Adamın elinde kalem.
Adamların ellerinde sopalar.
Kalem yazdıkça sopalar yontuldu!
Öfke, hiddet arttı.
Kalemin yazma bedelini,
Bedene öğretti sopalar!
Vücutta kemikler un ufak.
Kafa karpuz gibi yarıldı.
Kaş patladı,
Diş döküldü,
Çene kırıldı.
Kalem
Kırıldı bir kere.
Yazamaz, çizemez hale kondu.
Hastalandı yatırdılar bir hastane koğuşuna.
Hayati tehlikesi var dediler.
Özgürce yazamamanın, oksijensizliğinde
Yaşaması şans eseri.
Sokaklarda kol geziyor sopalar ile sopacılar.

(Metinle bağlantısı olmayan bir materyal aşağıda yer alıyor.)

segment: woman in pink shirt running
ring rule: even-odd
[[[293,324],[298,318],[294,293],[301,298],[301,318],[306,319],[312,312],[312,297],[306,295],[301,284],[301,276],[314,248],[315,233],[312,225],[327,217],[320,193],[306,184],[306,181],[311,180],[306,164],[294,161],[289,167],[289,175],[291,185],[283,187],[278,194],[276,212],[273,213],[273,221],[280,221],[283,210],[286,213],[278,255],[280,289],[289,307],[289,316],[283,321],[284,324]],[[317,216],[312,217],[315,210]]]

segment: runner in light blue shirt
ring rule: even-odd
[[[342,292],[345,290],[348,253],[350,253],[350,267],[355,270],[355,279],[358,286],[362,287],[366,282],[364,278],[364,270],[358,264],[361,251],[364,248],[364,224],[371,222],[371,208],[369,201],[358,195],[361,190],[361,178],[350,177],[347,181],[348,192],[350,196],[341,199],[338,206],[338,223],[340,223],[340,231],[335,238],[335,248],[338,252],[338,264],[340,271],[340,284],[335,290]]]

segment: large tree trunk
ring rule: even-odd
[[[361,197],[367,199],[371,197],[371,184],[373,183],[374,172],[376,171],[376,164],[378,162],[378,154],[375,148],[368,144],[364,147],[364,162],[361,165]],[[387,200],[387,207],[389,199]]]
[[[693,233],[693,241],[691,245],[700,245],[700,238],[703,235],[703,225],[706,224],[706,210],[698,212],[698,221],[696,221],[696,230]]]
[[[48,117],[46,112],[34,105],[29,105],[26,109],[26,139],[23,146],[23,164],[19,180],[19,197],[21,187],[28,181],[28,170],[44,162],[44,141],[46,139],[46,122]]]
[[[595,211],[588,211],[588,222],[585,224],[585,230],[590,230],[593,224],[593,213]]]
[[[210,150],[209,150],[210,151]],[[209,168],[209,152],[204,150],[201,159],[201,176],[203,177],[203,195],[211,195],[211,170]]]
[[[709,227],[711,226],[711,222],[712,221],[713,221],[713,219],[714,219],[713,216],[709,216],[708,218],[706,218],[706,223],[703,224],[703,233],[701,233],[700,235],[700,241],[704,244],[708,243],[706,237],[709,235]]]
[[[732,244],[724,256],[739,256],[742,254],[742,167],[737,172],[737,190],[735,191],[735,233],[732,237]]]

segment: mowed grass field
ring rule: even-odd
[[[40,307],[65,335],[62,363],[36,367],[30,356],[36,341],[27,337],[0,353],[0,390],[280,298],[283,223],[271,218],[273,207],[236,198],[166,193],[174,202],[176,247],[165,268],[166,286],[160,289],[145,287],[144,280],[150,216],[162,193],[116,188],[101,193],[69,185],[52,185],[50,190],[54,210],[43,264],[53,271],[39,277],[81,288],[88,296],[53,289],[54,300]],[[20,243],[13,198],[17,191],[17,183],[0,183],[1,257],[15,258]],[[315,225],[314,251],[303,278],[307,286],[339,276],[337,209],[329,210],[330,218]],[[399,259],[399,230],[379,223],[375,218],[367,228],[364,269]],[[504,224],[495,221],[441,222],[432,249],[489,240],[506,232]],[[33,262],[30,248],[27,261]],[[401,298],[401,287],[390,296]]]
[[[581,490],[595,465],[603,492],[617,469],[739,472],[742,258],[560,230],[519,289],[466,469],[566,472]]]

Memleketin yazan kalemleri,
Sopacılarla bir güzel ıslah ediliyor.
“ Dayak cennetten çıkma.
Sopa, gürgen ağacından”
Demokrasi sopasız, 2 adım atamaz halde.
Kim kalem tuta,
Kim yaza,
Kim çize,
Yandığının resmidir.
Eşek sudan gelinceye ısladıla!
Hak hukuk mu arıyorsun?
Miting mi düzenliyorsun?
Yürüyüş mü tertipliyorsun?
Haydar’ın ikizi cop hakkın!
Kalemle değil
Sopa ile eğitilen
Sopa ile yola getirilen toplum olduk.
Beyzbol takımı olmamasına karşın
Dünya’da,
En çok Beyzbol sopası satılan ülkeler arasındayız!
Dersini mi çalışmadın?
Yaramazlık mı yaptın?
Trafikte tartıştın mı? Sopalardan sopa beğen!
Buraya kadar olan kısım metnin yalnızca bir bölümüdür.